Objective: The aim of the present study was to assess the anti-inflammatory effects of selective ER beta (ER beta) agonist on lipopolysaccharide (LPS)-induced inducible nitric oxide synthase (iNOS) production in peritoneal macrophages (PMs) of endometriosis (EMS).
Methods: ER alpha (ER alpha) and ER beta expressions in PMs were analyzed by RT-PCR and immunoblot. The PMs of endometriosis were exposed to increasing concentrations of ER beta agonist ERB-041 over a period from 0.5 to 8h before stimulation with LPS and the levels of iNOS protein were evaluated by immunoblot. Subsequently, the PMs were pretreated with vehicle, ERB-041 or ER alpha agonist PPT before exposing to LPS. iNOS expression, p65 protein and active extracellular signal-regulated kinases (ERKs) level accumulated in the nuclear were detected by immunoblot. For experiment investigating the role of ERKs in LPS-induced iNOS expression, the PMs were pretreated with U0126, a specific ERK inhibitor, for 60 min before LPS treatment and iNOS expression was detected by immunoblot.

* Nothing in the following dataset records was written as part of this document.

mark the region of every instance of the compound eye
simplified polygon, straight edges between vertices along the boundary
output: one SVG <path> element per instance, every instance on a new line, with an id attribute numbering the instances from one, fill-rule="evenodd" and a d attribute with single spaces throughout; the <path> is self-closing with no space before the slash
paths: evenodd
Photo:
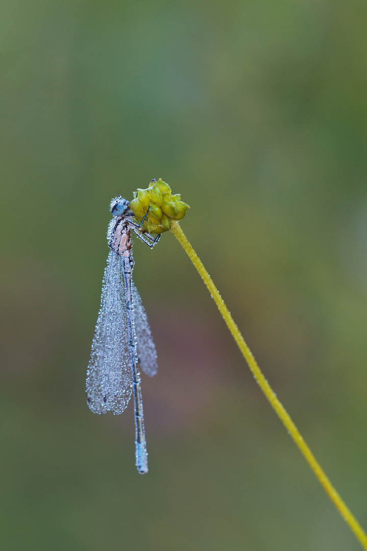
<path id="1" fill-rule="evenodd" d="M 118 201 L 113 201 L 111 205 L 111 212 L 113 216 L 122 216 L 128 207 L 129 202 L 124 199 L 120 199 Z"/>

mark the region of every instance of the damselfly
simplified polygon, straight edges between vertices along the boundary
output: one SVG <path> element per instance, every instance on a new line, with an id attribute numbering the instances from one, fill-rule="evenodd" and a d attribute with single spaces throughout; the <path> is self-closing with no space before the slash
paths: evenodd
<path id="1" fill-rule="evenodd" d="M 111 201 L 108 226 L 110 251 L 103 277 L 101 309 L 96 326 L 86 380 L 87 402 L 95 413 L 122 413 L 134 395 L 136 466 L 148 470 L 147 453 L 138 364 L 152 377 L 157 354 L 141 299 L 132 278 L 134 260 L 131 232 L 151 248 L 158 241 L 143 234 L 132 219 L 129 202 Z"/>

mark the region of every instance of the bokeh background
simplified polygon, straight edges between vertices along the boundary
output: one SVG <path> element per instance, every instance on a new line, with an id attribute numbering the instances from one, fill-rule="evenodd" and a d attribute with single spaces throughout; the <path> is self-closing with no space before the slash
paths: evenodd
<path id="1" fill-rule="evenodd" d="M 173 236 L 134 246 L 160 369 L 85 377 L 111 197 L 162 177 L 278 397 L 367 526 L 367 4 L 3 0 L 0 547 L 354 551 Z"/>

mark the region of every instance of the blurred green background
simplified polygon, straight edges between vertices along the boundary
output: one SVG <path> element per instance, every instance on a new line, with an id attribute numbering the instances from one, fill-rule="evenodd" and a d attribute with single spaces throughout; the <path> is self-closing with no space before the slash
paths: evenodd
<path id="1" fill-rule="evenodd" d="M 134 246 L 160 370 L 93 415 L 112 197 L 162 177 L 266 377 L 367 526 L 367 4 L 4 0 L 0 547 L 354 551 L 171 234 Z"/>

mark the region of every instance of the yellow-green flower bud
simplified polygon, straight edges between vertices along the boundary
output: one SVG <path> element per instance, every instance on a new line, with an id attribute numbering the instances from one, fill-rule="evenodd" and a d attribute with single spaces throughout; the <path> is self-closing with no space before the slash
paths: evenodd
<path id="1" fill-rule="evenodd" d="M 163 228 L 163 231 L 168 231 L 170 230 L 171 224 L 171 219 L 168 218 L 168 216 L 166 216 L 166 214 L 163 214 L 161 219 L 161 225 Z"/>
<path id="2" fill-rule="evenodd" d="M 170 201 L 167 199 L 163 199 L 161 205 L 162 212 L 169 216 L 170 218 L 174 218 L 176 215 L 176 208 L 173 201 Z"/>
<path id="3" fill-rule="evenodd" d="M 145 207 L 145 211 L 146 212 L 150 203 L 149 193 L 146 190 L 140 190 L 139 188 L 136 190 L 136 193 L 138 193 L 138 198 L 140 202 L 140 204 L 142 207 Z"/>
<path id="4" fill-rule="evenodd" d="M 132 201 L 130 202 L 129 207 L 137 218 L 144 218 L 146 212 L 146 208 L 143 207 L 138 197 L 136 197 Z"/>
<path id="5" fill-rule="evenodd" d="M 160 190 L 161 193 L 171 193 L 171 188 L 168 183 L 166 183 L 166 182 L 163 182 L 162 178 L 160 178 L 159 180 L 157 180 L 157 182 L 155 184 L 158 189 Z"/>
<path id="6" fill-rule="evenodd" d="M 157 182 L 152 180 L 146 190 L 136 190 L 129 207 L 138 220 L 141 222 L 146 214 L 141 229 L 150 234 L 168 231 L 172 221 L 181 220 L 190 208 L 181 201 L 179 193 L 172 195 L 169 186 L 161 178 Z"/>
<path id="7" fill-rule="evenodd" d="M 162 218 L 162 210 L 159 207 L 152 203 L 150 203 L 148 216 L 150 216 L 150 215 L 154 216 L 155 218 L 157 218 L 158 220 L 158 223 L 159 224 L 159 222 Z"/>
<path id="8" fill-rule="evenodd" d="M 149 195 L 151 198 L 152 202 L 155 203 L 156 205 L 160 207 L 162 204 L 162 193 L 157 186 L 154 185 L 152 187 L 149 188 Z"/>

Results: The PMs of EMS expressed ER beta to a greater extent compared with normal women. Pretreatment the PMs with ERB-041 resulted in a significant inhibition of LPS-induced iNOS expression and NF-kappaB activation by preventing its nuclear translocation. The ERKs pathway was involved in the LPS-induced iNOS production and was not repressed by the activation of ERs.
Conclusion: The inhibitory effect of ER beta agonist on LPS-induced iNOS production in PMs of EMS is likely mediated via repressing of nuclear factor-kappa B (NF-kappaB) but not ERKs signaling pathways.